В печи потрескивает плавник, обуглившиеся головешки рассыпаются, в последний раз вспыхивают ярким светом и гаснут.
— На Диксон идешь, дядя Терень? — тихо спрашивает Арсений.
— На Диксон.
Оба молчат.
— Почту возьмешь?
— Возьму.
И опять долго молчат.
— И ответа дождешься?
— Дождусь.
Дядя Терень встает и идет к койке. Расстилает тулуп, готовит постель.
— Так я напишу… дядя Терень, — нерешительно и словно виновато говорит Арсений.
— А напиши, напиши…
И, пока дядя Терень спит, Арсений сочиняет радиограмму. Он рвет листок за листком, грызет ручку, снова пишет. Его лицо попеременно отражает все человеческие чувства: от нежной любви до яростной злобы, от дикого отчаянья до тихой надежды.
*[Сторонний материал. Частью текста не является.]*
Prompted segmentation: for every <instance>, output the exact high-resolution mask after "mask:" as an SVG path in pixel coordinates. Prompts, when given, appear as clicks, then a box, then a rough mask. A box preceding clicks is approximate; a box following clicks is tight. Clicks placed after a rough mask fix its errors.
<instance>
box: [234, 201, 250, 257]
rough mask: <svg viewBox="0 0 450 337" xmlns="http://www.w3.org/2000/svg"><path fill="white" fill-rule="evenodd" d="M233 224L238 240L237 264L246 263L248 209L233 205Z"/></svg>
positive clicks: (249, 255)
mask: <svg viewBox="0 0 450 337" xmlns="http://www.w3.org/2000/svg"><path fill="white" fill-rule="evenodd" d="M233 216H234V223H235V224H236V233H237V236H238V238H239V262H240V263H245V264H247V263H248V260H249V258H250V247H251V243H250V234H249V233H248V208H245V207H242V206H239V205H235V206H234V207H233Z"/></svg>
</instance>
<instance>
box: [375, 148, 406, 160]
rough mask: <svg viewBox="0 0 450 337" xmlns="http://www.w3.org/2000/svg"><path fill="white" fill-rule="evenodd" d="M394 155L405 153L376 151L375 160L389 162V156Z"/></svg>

Через четыре часа старик уже на ногах. Время дорого, а путь далек. Арсений провожает. Идут молча. На берегу прощаются. Арсений крепко жмет руку дяди Тереня и, заглядывая в глаза, спрашивает:
— Так ждать?
— Жди, парень, жди…
Теперь путь дяди Тереня лежит напрямик, через бухту.
Арсений долго еще стоит на высоком берегу и глядит, как бредет по льду старик, перепрыгивает через трещины, обходит забереги, проваливается в бродный мокрый снег, падает, подымается и снова идет. Мешок подпрыгивает на его спине. В мешке телеграмма.
Наконец проклятая бухта позади. Дядя Терень выбирается на берег. Отряхивает снег со штанов, с сапог, садится на кочку посуше и переводит дыхание.
Вёсны ли стали хуже, или годы уже не те, только все трудней и трудней становится старику дорога.
«Еще год-два похожу, а там и на покой!» — думает он, вытирая пот со лба и с шеи.
Небо над тундрой голубое, высокое, чуть-чуть влажное — такое, как дома в апреле. Так же пахнет земля, сырая, развороченная. Так же звенит вода. Так же кричит гусь на озере. Только жаворонка нет.